Acknowledging the strides other countries have made in AI technology, Esper said the US can’t afford to cede ground in this field to the “revisionist” powers, as it’s key to the outcome of future combat zones.
“Artificial intelligence is in a league of its own, with the potential to transform nearly every aspect of the battlefield, from the back office to the front lines,” he explained.
Referring to the 1990-91 Gulf War, where American smart bombs, stealth aircraft, and satellite-enabled GPS helped in the decimation of Iraqi forces which had Soviet weapons, Esper said that “those who are first to harness once-in-a-generation technologies often have a decisive advantage on the battlefield for years to come.”
Russia, China, and AI
Giving the example of Russia, Esper said that Moscow has increased investment in the technology and wants to use it to “chip away at the sovereignty of others.”
When Russia invaded Ukraine in 2014, it used a calculated combination of drones, cyberattacks, and artillery barrages. “Since then, Moscow has announced the development of AI-enabled autonomous systems across ground vehicles, aircraft, nuclear submarines and command and control,” Esper said. He expects the country to use such systems in future conflicts.
Taking on China, the secretary of defense said Beijing is investing heavily in AI for the dual purpose of improving its military capabilities and to surveil its population for dissent.
Chinese weapon manufacturers are already selling autonomous drones they claim can conduct lethal, targeted strikes, Esper said. “Meanwhile, the Chinese government is advancing the development of next-generation stealth UAVs [unmanned aerial vehicles], which they are preparing to export internationally,” he added.

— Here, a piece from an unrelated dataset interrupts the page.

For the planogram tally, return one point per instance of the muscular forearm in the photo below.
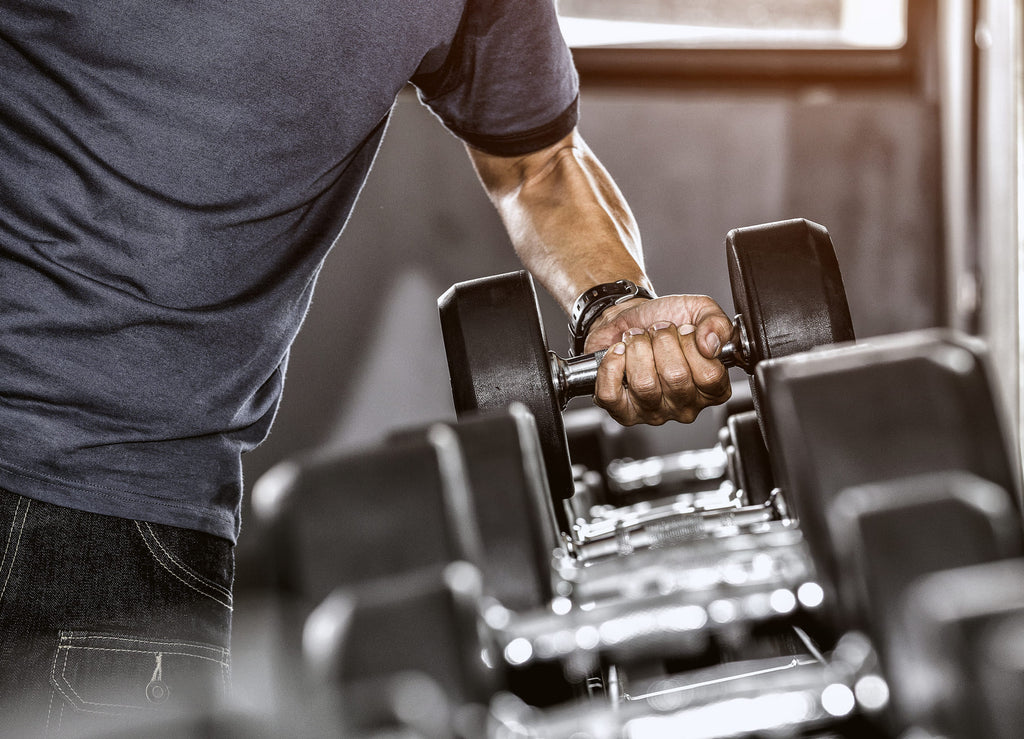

Esper stressed that while technology will always change, America’s commitment to its core values will not.
To that end, the Department of Defense (DoD) earlier this year formally adopted five principles for the ethical development of artificial intelligence capabilities.
The principles of reliability, equitability, responsibility, traceability, and governability will be at the heart of the US’ AI technology’s design, development, and deployment.
Touting the work the DoD’s Joint Artificial Intelligence Center (JAIC) is doing in this field, Esper said that the center is “utilizing every aspect of artificial intelligence as a transformative instrument at home and abroad.”
AI and the Battlefield
Zachary S. Davis, a senior fellow at the Center for Global Security Research, wrote in his paper Artificial Intelligence on the Battlefield that AI can affect wars both operationally and strategically.
At the operational level, AI-enabled autonomous vehicles of the land, air, and sea can find their way through hostile terrain, where conventional weapons and military personnel are unable to go, and exploit “battlefield opportunities.”
AI, Davis further wrote, can also be used for simulation and modeling to study nuclear and conventional weapons without actually testing them. AI is also used in wargaming and battlefield simulations, where it is used to explore how different conditions — such weapons, allies, and intervention — may alter outcomes and decisionmaking.
At the strategic level, AI can be utilized to cull satellite and drone images to find things of military importance, such as missiles, troops, and other intelligence.
AI can also be used to select and target enemies’ strategic assets like aircraft carriers, missiles, or nuclear bombs.